Ben, You have an undeniable talent for presenting high (technical) quality boring compositions. This is a fine example. Not even the color is interesting IMO. The FG at the bottom is particullarly bad (void of interest). IMO you should have made the aspen trunks your subject.
Hi Sadja. How do I respond without sounding defensive?
First this is one of the best aspen stands I have seen and I live in prime aspen country. The trees are at prime. Many I saw this day were past, but not these.
Second, trees almost always grow out of the ground, so unless you cut them off there will be ground.
I admit the sky is less interesting but at least it has some features.
As far as composition, I did not center it. But I can't find a rule of thirds to apply to this subject.
I am beginning to think I am never going to do a landscape that is not boring because we have seen too many and without a blazing sky or some uniqueness it will be boring. But at least most landscapes are beautiful as you must admit this scene is.
I don't want to quit getting honest replies, but this has become a trial for me because I am not getting a clue about what I need to do.
I look at all the other images posted on line. Many of mine are as beautiful to my eyes as others. But it seems beauty is boring and I don't do ugly.
RustyBug wrote:
Took a stab at it ... I think I like Barbara's version better @ color rendering so far.
Thanks Kent.That is a nice rendering, as are most of the orang leaf versions.
It seems that many want that orange color that occurs in aspen the morning after first frost. It usually colors the tops of one or two trees for one day and then they go yellow.You can see it in this stand.
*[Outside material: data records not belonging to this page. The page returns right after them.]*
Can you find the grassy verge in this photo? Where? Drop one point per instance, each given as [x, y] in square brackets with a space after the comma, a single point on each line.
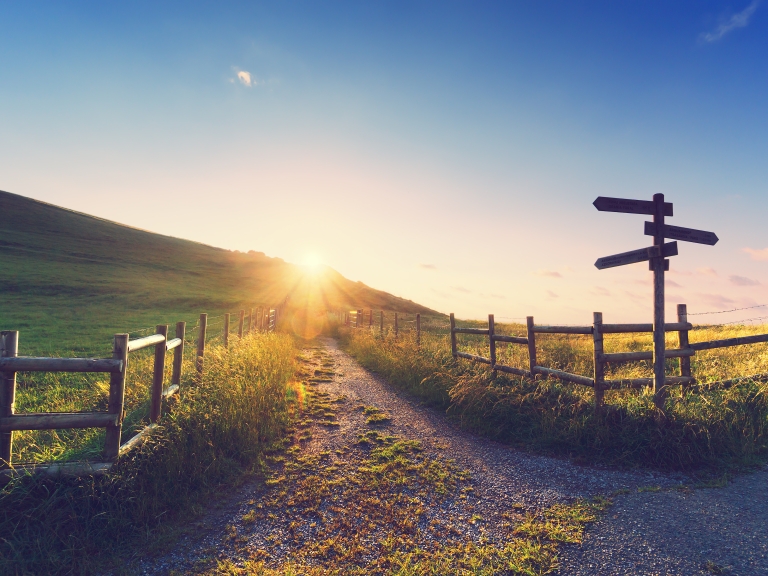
[713, 429]
[218, 429]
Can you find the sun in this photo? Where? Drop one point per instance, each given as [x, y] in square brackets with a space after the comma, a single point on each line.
[312, 262]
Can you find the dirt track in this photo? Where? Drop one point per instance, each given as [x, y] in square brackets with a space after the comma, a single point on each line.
[655, 526]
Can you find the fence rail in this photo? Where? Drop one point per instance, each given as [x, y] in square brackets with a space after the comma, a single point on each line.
[117, 367]
[598, 382]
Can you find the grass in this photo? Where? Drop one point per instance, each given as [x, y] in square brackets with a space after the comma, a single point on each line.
[710, 430]
[220, 428]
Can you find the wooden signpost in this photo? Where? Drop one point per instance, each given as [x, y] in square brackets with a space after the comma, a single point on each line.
[656, 255]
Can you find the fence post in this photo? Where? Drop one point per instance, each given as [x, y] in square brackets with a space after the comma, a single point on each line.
[531, 346]
[418, 329]
[492, 342]
[685, 362]
[599, 373]
[201, 344]
[9, 348]
[453, 335]
[178, 353]
[116, 398]
[156, 398]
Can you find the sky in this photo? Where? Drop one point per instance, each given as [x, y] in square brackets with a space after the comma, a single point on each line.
[447, 152]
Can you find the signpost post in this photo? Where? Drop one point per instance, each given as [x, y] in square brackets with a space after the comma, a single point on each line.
[656, 255]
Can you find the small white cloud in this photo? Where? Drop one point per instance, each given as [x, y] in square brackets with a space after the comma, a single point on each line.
[743, 281]
[756, 254]
[739, 20]
[548, 273]
[244, 77]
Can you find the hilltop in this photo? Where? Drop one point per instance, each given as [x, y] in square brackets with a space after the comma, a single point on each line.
[71, 280]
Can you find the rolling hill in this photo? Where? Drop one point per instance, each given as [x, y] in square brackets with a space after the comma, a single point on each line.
[69, 280]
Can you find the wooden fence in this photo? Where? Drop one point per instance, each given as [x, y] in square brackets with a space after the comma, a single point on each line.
[117, 366]
[598, 382]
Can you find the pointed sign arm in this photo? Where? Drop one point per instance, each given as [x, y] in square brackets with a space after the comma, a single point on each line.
[684, 234]
[628, 206]
[634, 256]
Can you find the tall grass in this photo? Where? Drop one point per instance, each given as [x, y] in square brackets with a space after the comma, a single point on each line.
[219, 428]
[711, 429]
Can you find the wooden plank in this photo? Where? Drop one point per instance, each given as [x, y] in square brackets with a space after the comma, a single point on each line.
[629, 206]
[481, 331]
[69, 469]
[170, 391]
[116, 398]
[531, 345]
[643, 382]
[512, 370]
[635, 256]
[158, 375]
[34, 364]
[137, 440]
[729, 342]
[684, 234]
[598, 361]
[473, 357]
[563, 329]
[510, 339]
[142, 343]
[646, 355]
[178, 354]
[9, 348]
[58, 421]
[567, 376]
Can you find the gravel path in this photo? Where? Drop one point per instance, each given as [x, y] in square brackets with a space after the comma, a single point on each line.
[655, 527]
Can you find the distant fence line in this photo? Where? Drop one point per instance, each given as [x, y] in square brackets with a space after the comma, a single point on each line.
[265, 319]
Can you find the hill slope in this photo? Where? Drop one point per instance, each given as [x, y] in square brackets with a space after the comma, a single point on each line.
[69, 280]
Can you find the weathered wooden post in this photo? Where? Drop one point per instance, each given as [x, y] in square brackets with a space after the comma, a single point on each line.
[492, 341]
[201, 344]
[116, 398]
[531, 346]
[178, 353]
[418, 329]
[156, 397]
[9, 348]
[453, 336]
[599, 363]
[682, 335]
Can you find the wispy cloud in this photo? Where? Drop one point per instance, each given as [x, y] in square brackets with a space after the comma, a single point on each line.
[756, 254]
[548, 273]
[743, 281]
[739, 20]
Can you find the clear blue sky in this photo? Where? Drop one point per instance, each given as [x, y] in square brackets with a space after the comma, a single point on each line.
[447, 152]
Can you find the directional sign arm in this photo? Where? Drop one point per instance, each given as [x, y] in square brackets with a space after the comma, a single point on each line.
[628, 206]
[684, 234]
[641, 255]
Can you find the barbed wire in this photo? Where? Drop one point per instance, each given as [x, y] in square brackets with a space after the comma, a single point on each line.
[726, 311]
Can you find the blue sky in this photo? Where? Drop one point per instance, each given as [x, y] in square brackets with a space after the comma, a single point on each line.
[447, 152]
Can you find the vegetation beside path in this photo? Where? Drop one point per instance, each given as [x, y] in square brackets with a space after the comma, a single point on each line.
[219, 429]
[711, 430]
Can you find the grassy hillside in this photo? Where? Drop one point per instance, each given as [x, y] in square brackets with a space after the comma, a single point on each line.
[71, 280]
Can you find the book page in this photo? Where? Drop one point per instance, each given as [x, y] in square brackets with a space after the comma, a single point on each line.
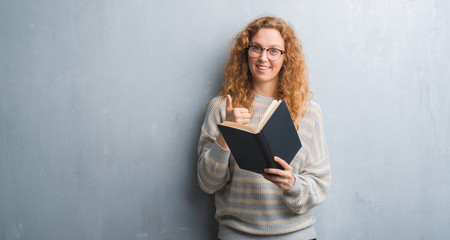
[272, 107]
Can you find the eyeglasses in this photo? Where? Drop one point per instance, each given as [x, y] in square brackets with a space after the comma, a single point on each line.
[273, 54]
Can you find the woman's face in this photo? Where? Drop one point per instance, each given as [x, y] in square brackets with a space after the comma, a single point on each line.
[261, 68]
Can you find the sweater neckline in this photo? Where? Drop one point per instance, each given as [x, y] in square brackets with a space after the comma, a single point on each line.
[263, 99]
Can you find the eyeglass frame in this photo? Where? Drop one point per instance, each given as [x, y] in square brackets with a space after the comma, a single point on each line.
[266, 49]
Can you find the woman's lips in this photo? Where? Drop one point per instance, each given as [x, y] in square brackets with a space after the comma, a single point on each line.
[262, 68]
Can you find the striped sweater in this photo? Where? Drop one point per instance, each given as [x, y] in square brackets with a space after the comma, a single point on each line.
[247, 202]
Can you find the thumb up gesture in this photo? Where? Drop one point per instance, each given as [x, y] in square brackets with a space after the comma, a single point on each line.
[239, 115]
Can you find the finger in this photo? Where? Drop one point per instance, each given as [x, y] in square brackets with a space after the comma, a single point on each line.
[229, 103]
[241, 110]
[274, 171]
[246, 115]
[280, 181]
[243, 121]
[283, 163]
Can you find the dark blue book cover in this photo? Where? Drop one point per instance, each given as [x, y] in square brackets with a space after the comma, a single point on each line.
[255, 151]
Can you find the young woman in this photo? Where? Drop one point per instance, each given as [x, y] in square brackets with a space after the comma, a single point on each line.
[266, 63]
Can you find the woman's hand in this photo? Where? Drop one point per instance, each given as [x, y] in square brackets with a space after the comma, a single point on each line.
[239, 115]
[284, 179]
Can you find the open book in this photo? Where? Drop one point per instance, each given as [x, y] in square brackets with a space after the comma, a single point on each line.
[254, 149]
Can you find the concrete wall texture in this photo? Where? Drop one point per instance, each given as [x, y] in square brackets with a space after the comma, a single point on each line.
[101, 105]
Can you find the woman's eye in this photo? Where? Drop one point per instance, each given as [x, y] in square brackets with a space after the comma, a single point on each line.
[257, 49]
[273, 51]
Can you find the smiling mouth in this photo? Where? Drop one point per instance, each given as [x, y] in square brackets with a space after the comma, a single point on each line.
[262, 67]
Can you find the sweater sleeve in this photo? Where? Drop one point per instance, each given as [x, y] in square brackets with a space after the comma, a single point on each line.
[312, 182]
[212, 166]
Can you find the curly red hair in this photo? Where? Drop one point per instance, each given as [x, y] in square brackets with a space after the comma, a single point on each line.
[293, 82]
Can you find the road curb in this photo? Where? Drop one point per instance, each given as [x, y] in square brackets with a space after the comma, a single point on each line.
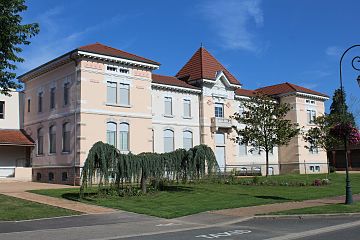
[307, 216]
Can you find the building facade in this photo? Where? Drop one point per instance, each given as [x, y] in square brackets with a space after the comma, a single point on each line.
[98, 93]
[15, 144]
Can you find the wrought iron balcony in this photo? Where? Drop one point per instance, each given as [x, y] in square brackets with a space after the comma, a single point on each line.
[218, 123]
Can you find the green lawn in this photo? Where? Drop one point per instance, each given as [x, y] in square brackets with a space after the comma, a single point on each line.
[12, 209]
[182, 200]
[328, 209]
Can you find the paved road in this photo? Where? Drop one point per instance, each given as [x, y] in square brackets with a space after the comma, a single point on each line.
[203, 226]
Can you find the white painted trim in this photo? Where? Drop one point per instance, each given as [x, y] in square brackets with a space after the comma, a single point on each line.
[117, 59]
[301, 94]
[178, 123]
[121, 114]
[175, 87]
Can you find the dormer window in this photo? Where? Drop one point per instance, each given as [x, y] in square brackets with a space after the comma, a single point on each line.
[123, 70]
[308, 101]
[112, 69]
[115, 69]
[2, 109]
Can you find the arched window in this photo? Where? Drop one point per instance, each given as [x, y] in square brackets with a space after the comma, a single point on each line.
[124, 137]
[66, 137]
[187, 139]
[40, 141]
[168, 140]
[52, 139]
[111, 133]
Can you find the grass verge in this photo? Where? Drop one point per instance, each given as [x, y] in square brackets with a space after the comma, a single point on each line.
[180, 200]
[15, 209]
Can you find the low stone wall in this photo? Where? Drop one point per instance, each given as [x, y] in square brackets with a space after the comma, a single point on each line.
[23, 174]
[57, 175]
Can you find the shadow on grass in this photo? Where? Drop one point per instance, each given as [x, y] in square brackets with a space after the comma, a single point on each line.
[273, 198]
[76, 196]
[176, 189]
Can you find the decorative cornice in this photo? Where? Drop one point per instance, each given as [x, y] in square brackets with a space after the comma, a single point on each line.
[171, 87]
[117, 60]
[76, 54]
[302, 94]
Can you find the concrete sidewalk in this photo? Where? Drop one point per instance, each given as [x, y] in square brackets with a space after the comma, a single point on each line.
[276, 207]
[18, 190]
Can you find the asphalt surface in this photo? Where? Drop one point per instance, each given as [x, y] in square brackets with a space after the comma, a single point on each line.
[122, 225]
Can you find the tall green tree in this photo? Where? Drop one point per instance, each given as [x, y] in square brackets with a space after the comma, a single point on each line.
[13, 34]
[339, 111]
[266, 125]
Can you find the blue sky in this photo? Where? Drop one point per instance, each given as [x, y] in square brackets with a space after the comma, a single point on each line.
[260, 42]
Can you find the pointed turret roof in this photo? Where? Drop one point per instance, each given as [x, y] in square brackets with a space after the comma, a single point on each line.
[287, 87]
[202, 65]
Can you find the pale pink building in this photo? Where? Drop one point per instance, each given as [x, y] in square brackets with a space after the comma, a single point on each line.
[15, 144]
[98, 93]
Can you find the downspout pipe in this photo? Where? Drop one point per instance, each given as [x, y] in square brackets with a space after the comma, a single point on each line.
[75, 118]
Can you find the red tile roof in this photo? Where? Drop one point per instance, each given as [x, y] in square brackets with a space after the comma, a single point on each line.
[283, 88]
[245, 92]
[113, 52]
[173, 81]
[202, 65]
[15, 137]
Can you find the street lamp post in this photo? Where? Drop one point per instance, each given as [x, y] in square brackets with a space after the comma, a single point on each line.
[349, 199]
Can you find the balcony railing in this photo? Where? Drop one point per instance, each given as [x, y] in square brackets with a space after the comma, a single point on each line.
[218, 122]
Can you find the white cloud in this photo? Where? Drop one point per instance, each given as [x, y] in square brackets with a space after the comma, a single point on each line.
[333, 51]
[235, 21]
[54, 39]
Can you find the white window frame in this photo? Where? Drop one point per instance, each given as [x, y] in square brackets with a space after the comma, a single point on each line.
[2, 113]
[109, 129]
[40, 101]
[168, 100]
[245, 147]
[111, 86]
[310, 116]
[187, 134]
[187, 106]
[66, 137]
[40, 144]
[219, 106]
[126, 87]
[52, 139]
[124, 130]
[52, 98]
[169, 137]
[66, 93]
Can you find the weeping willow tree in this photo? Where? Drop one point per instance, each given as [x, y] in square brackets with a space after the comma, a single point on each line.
[109, 167]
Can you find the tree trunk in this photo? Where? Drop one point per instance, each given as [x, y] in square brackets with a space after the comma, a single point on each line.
[143, 182]
[267, 162]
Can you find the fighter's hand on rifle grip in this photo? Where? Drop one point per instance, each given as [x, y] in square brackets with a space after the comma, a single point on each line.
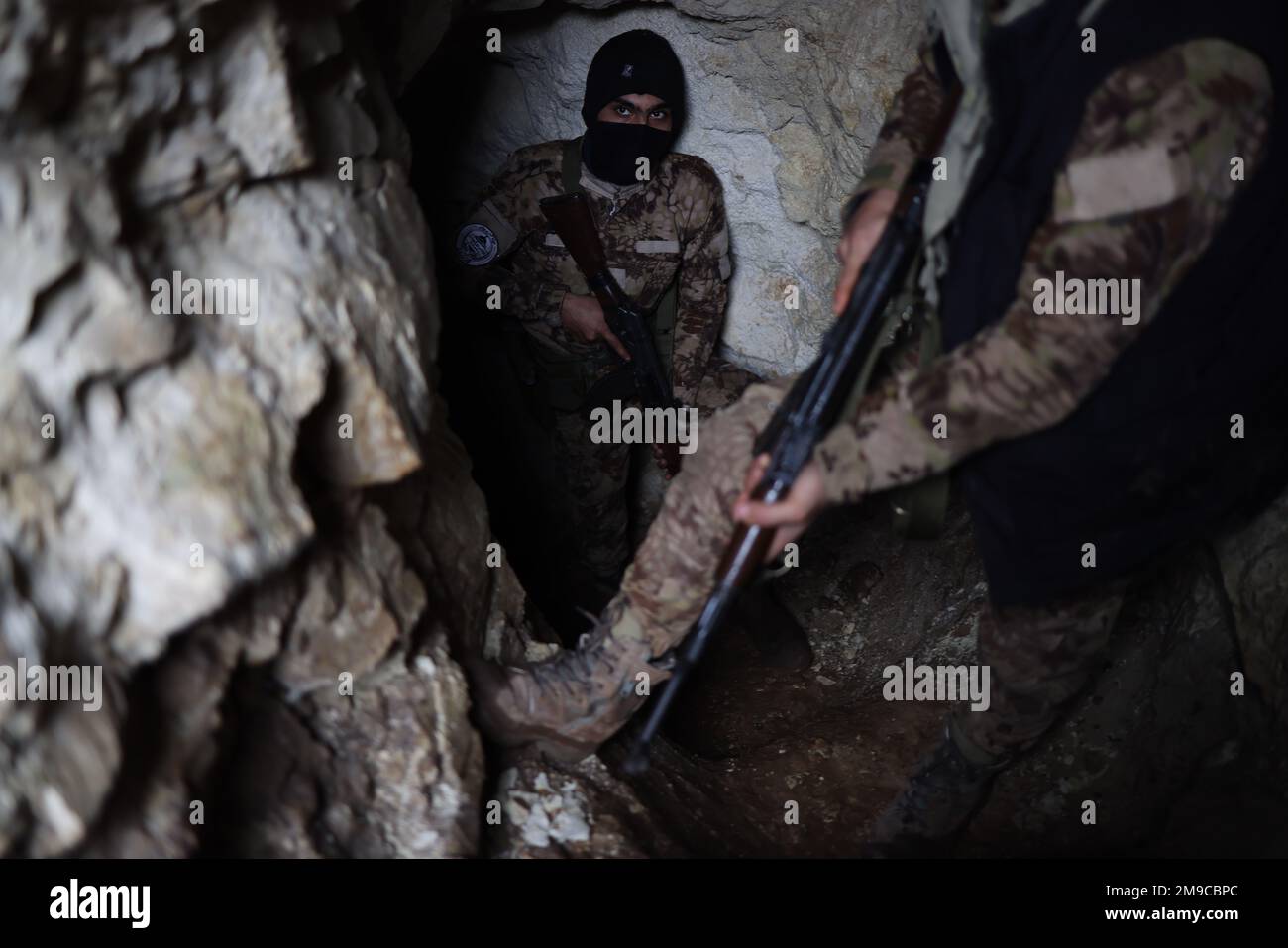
[791, 515]
[861, 236]
[584, 320]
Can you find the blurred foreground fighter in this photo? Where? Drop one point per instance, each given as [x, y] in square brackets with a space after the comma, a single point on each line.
[1155, 163]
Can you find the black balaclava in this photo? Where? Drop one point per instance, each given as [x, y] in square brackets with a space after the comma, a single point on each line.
[632, 63]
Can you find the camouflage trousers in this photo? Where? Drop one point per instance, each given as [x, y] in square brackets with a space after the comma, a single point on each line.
[597, 474]
[1039, 657]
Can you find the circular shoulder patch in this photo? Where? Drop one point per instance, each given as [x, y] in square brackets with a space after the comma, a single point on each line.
[477, 245]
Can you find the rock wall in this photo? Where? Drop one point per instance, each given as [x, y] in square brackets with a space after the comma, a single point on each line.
[787, 132]
[252, 518]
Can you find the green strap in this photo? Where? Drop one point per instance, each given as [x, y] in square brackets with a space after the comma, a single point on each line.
[668, 307]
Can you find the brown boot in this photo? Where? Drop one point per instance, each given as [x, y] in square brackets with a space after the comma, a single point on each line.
[571, 703]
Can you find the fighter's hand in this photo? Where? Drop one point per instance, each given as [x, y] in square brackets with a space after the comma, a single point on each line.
[791, 515]
[584, 318]
[858, 241]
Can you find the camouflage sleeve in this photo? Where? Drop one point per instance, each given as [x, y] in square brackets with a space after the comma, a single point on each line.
[1142, 191]
[502, 219]
[704, 269]
[907, 129]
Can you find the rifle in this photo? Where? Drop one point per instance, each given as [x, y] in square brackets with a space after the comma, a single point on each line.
[810, 410]
[570, 215]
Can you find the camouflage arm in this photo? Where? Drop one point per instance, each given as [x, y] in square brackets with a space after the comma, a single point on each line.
[509, 210]
[1145, 187]
[703, 290]
[907, 129]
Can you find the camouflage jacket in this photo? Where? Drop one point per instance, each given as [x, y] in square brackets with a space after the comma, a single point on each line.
[1140, 194]
[671, 224]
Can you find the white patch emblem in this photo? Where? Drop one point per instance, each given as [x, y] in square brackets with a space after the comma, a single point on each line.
[477, 245]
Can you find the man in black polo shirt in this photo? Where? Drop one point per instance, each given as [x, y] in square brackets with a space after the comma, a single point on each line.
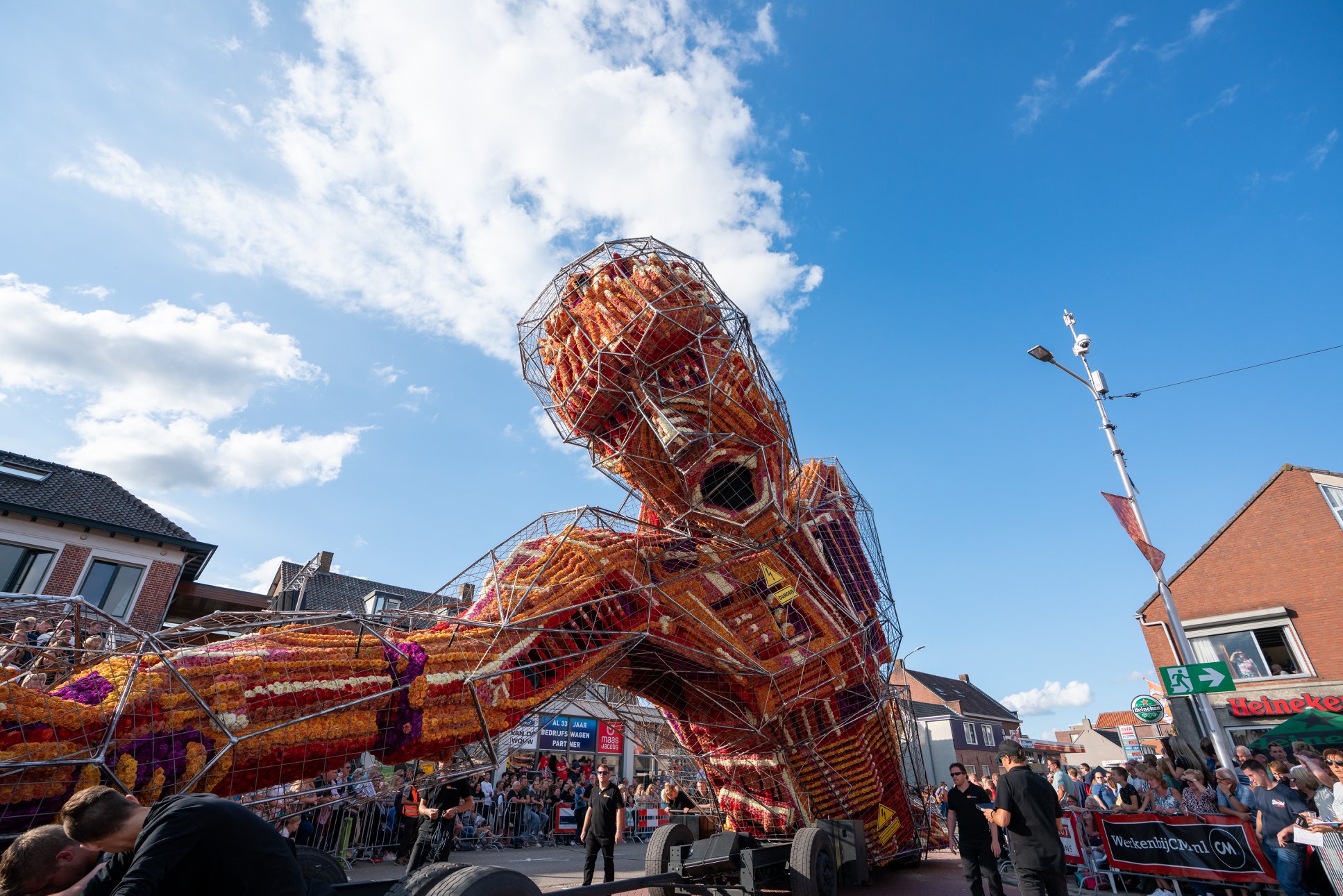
[603, 825]
[979, 847]
[438, 808]
[1029, 809]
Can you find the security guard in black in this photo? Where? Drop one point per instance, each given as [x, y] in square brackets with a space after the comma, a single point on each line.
[603, 825]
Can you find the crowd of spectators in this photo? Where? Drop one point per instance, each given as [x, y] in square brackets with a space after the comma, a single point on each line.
[359, 813]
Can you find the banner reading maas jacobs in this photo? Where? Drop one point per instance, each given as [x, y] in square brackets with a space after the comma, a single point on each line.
[1209, 848]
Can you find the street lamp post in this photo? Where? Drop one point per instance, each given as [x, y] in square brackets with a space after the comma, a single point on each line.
[1095, 384]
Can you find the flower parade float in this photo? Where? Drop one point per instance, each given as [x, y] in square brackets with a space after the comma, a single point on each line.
[745, 598]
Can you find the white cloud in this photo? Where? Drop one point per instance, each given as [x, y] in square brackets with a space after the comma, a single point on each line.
[1198, 27]
[445, 160]
[260, 577]
[1042, 702]
[1099, 70]
[1224, 100]
[152, 386]
[1034, 104]
[1322, 151]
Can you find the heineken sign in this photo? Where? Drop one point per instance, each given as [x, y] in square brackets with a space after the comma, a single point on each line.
[1275, 707]
[1149, 708]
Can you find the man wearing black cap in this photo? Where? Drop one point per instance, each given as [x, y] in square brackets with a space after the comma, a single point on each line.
[1029, 809]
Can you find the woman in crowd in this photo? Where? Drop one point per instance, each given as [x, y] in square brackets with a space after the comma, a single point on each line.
[1198, 797]
[1159, 797]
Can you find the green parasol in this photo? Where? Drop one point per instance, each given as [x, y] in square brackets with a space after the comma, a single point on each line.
[1318, 729]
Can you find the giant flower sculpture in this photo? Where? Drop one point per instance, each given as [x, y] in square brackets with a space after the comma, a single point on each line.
[747, 601]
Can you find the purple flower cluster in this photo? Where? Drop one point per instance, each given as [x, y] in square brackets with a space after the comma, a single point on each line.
[89, 689]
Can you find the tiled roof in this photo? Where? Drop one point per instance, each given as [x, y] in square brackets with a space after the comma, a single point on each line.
[972, 700]
[343, 593]
[1285, 468]
[92, 499]
[1116, 719]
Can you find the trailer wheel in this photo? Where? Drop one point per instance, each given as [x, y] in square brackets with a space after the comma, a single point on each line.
[423, 880]
[487, 880]
[659, 856]
[811, 864]
[319, 865]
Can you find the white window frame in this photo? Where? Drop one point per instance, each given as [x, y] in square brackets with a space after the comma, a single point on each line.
[1245, 623]
[115, 561]
[1333, 499]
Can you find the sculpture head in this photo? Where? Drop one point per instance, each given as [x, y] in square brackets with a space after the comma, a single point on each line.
[639, 356]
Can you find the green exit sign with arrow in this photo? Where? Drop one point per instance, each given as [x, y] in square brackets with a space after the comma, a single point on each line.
[1197, 677]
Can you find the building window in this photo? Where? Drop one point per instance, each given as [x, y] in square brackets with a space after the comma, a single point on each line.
[110, 586]
[1251, 653]
[1334, 496]
[22, 567]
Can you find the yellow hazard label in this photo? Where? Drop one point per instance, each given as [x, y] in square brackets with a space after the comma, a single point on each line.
[888, 822]
[782, 591]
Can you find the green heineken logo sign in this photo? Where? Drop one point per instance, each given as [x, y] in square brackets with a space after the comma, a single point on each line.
[1149, 708]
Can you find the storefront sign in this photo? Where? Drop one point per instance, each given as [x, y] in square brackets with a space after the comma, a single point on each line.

It seldom happens broadly to whole stands at once.
The next stages is a bright yellow as most of this stand is, and they stay that way for 1-3 days, then the yellow dulls and leaves begin to fall so that the trees are not as full. Then they usually just fall off all at once, wind or rain do the job. It can go from prime to bare in a week.
I parked my truck and had about 4-5 separate stands around me. I took pictures of them all and was planning to show them, but probably not because this was the most prime spot although other stands had better sky's or more foreground interest.
I agree with some of the comments that state this may be missing a central subject. You've capture some real punchy color in those leaves--to the point that I would almost tone them down just a bit. I've had similar problem when trying to capture fall foliage. The trees look great but sometimes you can't find something for the viewer to latch onto in the shot. I try to explain this to my wife every time she thinks I should take a picture of a colorful tree.
russdenney01 wrote:
I agree with some of the comments that state this may be missing a central subject. You've capture some real punchy color in those leaves--to the point that I would almost tone them down just a bit. I've had similar problem when trying to capture fall foliage. The trees look great but sometimes you can't find something for the viewer to latch onto in the shot. I try to explain this to my wife every time she thinks I should take a picture of a colorful tree.
I agree. What often looks great in real life and full size, more than often looks boring when reduced to the size of a computer screen. My wife often says to take a photo of a group or field of flowers because it looks so beautiful. I agree with her and say it does indeed look beautiful, but I don't see it making a great photo.
The fall colours in the shot do look beautiful, but the overall composition is just plain boring and commonplace.
Sorry, but no photographer can duplicate the real-life beauty of Nature. Nature is just too large and three-dimensional to replicate in small two-dimension format.